Kubernetes Networking on AWS, Part I

Published in

Elotl blog

9 min readJul 2, 2019

One of the more complex parts of Kubernetes, with a somewhat steep learning curve, is networking. There are several ways and network plugins to implement a scalable and performant network in Kubernetes. To make an informed decision on which one(s) to use, it helps to understand first the underlying architecture in Kubernetes, and second how the various network plugins fit in, so you will be able to choose the right tool for your environment and use case.

Here we will first look at how networking in Kubernetes works, and then a simple implementation on AWS.

In the next part of this series of blog posts we will also check out another plugin better suited for clusters running on AWS. Finally, we will also explain how networking for nodeless Kubernetes works with our nodeless runtime, and how interoperability is achieved in a mixed environment, when both regular kubelet workers and our nodeless runtime are present in the cluster.

Kubernetes Networking Model

There are a few well-articulated requirements for various networking scenarios in Kubernetes:

Container to container in the same pod: this is easy. Containers in the same pod share the same network namespace, and can communicate directly via localhost. The container runtime needs to ensure that containers in the same pod “see” the same network (share their network namespace), and that they have a working loopback interface in their network namespace.
Pod to service communication. Kubernetes uses a special IP range for services, and traffic coming from pods hitting these IPs will get load balanced across the backend pods. The kube-controller flag --service-cluster-ip-range can be used to configure this service CIDR in Kubernetes. Kubernetes uses a service proxy (usually kube-proxy) that redirects traffic going to service cluster IPs to backend pods. When you check a service spec in Kubernetes, clusterIP is this virtual IP address of the service.
Pod to pod communication. Every pod in Kubernetes has an IP address that is unique in the cluster. Pods can communicate directly with each other and with nodes in the cluster, without the source or destination IP address getting changed. The IP address they see as their address (when querying their own IP address from the operating system) is the same other pods see them coming from. The address space pods get their IP addresses from is called the pod CIDR or the cluster CIDR. You can configure this CIDR via the kube-controller flag --cluster-cidr.
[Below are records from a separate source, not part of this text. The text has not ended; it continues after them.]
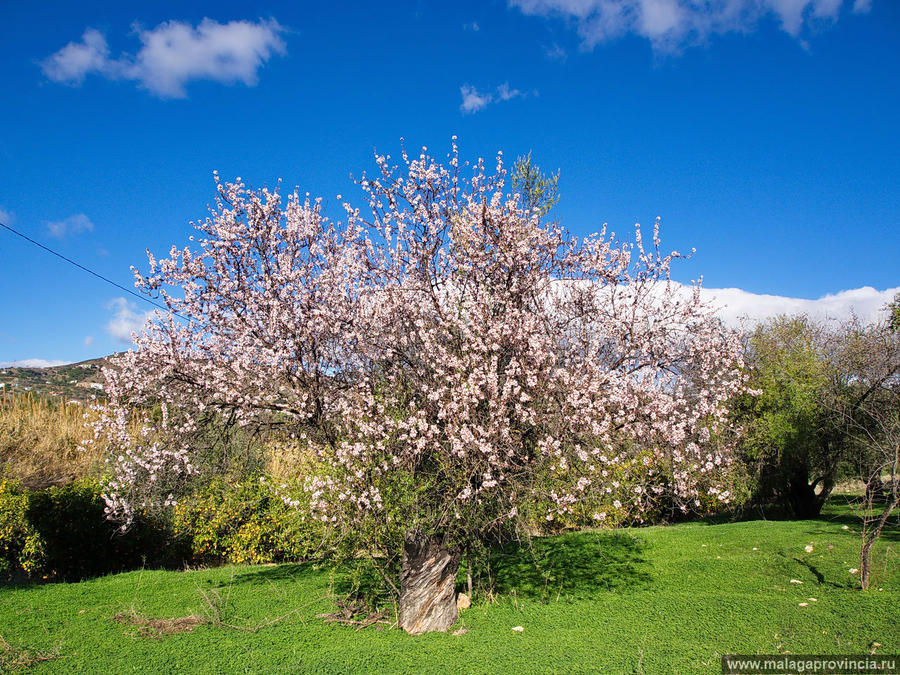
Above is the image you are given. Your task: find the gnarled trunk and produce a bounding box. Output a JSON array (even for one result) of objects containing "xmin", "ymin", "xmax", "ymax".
[
  {"xmin": 787, "ymin": 466, "xmax": 834, "ymax": 520},
  {"xmin": 400, "ymin": 530, "xmax": 460, "ymax": 634}
]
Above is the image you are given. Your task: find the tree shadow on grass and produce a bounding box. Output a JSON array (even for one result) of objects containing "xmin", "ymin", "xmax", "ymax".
[{"xmin": 483, "ymin": 532, "xmax": 651, "ymax": 600}]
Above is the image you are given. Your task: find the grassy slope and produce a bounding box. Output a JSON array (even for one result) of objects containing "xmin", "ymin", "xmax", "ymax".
[{"xmin": 0, "ymin": 502, "xmax": 900, "ymax": 673}]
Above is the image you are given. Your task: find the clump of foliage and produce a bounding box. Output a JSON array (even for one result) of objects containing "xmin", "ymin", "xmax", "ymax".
[
  {"xmin": 737, "ymin": 316, "xmax": 848, "ymax": 518},
  {"xmin": 172, "ymin": 478, "xmax": 327, "ymax": 563},
  {"xmin": 0, "ymin": 479, "xmax": 186, "ymax": 581}
]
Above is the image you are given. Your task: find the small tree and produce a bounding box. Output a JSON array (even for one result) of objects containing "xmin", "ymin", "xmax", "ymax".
[
  {"xmin": 825, "ymin": 312, "xmax": 900, "ymax": 589},
  {"xmin": 738, "ymin": 315, "xmax": 847, "ymax": 518},
  {"xmin": 96, "ymin": 143, "xmax": 742, "ymax": 633}
]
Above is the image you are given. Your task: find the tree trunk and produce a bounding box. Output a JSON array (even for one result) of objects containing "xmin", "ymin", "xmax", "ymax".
[
  {"xmin": 400, "ymin": 530, "xmax": 460, "ymax": 635},
  {"xmin": 859, "ymin": 539, "xmax": 875, "ymax": 591},
  {"xmin": 787, "ymin": 467, "xmax": 834, "ymax": 520}
]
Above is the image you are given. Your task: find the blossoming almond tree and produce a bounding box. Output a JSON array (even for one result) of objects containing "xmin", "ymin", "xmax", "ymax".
[{"xmin": 96, "ymin": 143, "xmax": 742, "ymax": 633}]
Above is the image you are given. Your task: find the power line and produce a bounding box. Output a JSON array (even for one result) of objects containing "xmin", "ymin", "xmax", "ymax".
[{"xmin": 0, "ymin": 223, "xmax": 187, "ymax": 320}]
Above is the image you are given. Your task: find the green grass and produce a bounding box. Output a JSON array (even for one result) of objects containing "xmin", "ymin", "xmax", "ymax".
[{"xmin": 0, "ymin": 507, "xmax": 900, "ymax": 673}]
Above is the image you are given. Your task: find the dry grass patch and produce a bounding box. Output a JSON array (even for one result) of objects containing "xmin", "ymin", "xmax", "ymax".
[
  {"xmin": 0, "ymin": 394, "xmax": 103, "ymax": 489},
  {"xmin": 113, "ymin": 610, "xmax": 208, "ymax": 640}
]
The first scenario is straightforward and somewhat out of scope for this post. We will assume that whatever network plugin is used correctly sets up a loopback interface in the network namespace of the pod.

The second one relies on a service proxy, usually kube-proxy, though there are other service proxy implementations too. Kube-router is another implementation, which can also act as a network plugin and a network policy controller.

The third scenario, and the one we are focusing on in this post, is about enabling pod networking, both for pods running on the same worker, and for pods running on different workers.

Pod Network Plugins in Kubernetes

The internal kubelet API for pod networking is a simple interface that the kubelet calls during various pod lifecycle events to configure networking for the pod.

You can select a pod network plugin via the kubelet flag --network-plugin. If no plugin is selected, the “noop” plugin is used, which does not do much: it just ensures the service proxy works when a bridge interface is used for pods, via setting the net.bridge.bridge-nf-call-iptables sysctl to 1 (since the service proxy likely uses iptables rules for redirecting service cluster IP traffic). This plugin might be a good choice for a setup with one worker only, since the docker bridge interface is sufficient in this case, and we don’t have to worry about cross-node pod network traffic.

A basic network plugin with good performance is “kubenet”, which is used when the kubelet is started with the --network-plugin=kubenet command line argument.

The modern and recommended approach for implementing pod networking is via a CNI plugin, when the kubelet is started with --network-plugin=cni. CNI (Container Network Interface) is a specification for configuring network interfaces in Linux containers. Even though we hear about CNI in the context of Kubernetes, it is not Kubernetes-specific. Container runtimes and other container orchestration frameworks also use CNI. CNI also incorporates the IPAM specification, for managing IP addresses for containers.

Let’s look at kubenet first.

How Kubenet Works

The kube-controller-manager has a controller loop that allocates per-node CIDRs from the cluster CIDR for pod networking. The prefix size for these CIDRs can be configured via the --node-cidr-mask-size kube-controller-manager flag. Allocation can be enabled or disabled via the --allocate-node-cidrs flag, and the algorithm for splitting the cluster CIDR up into chunks can be configured via --cidr-allocator-type. As we already mentioned, --cluster-cidr configures the cluster CIDR.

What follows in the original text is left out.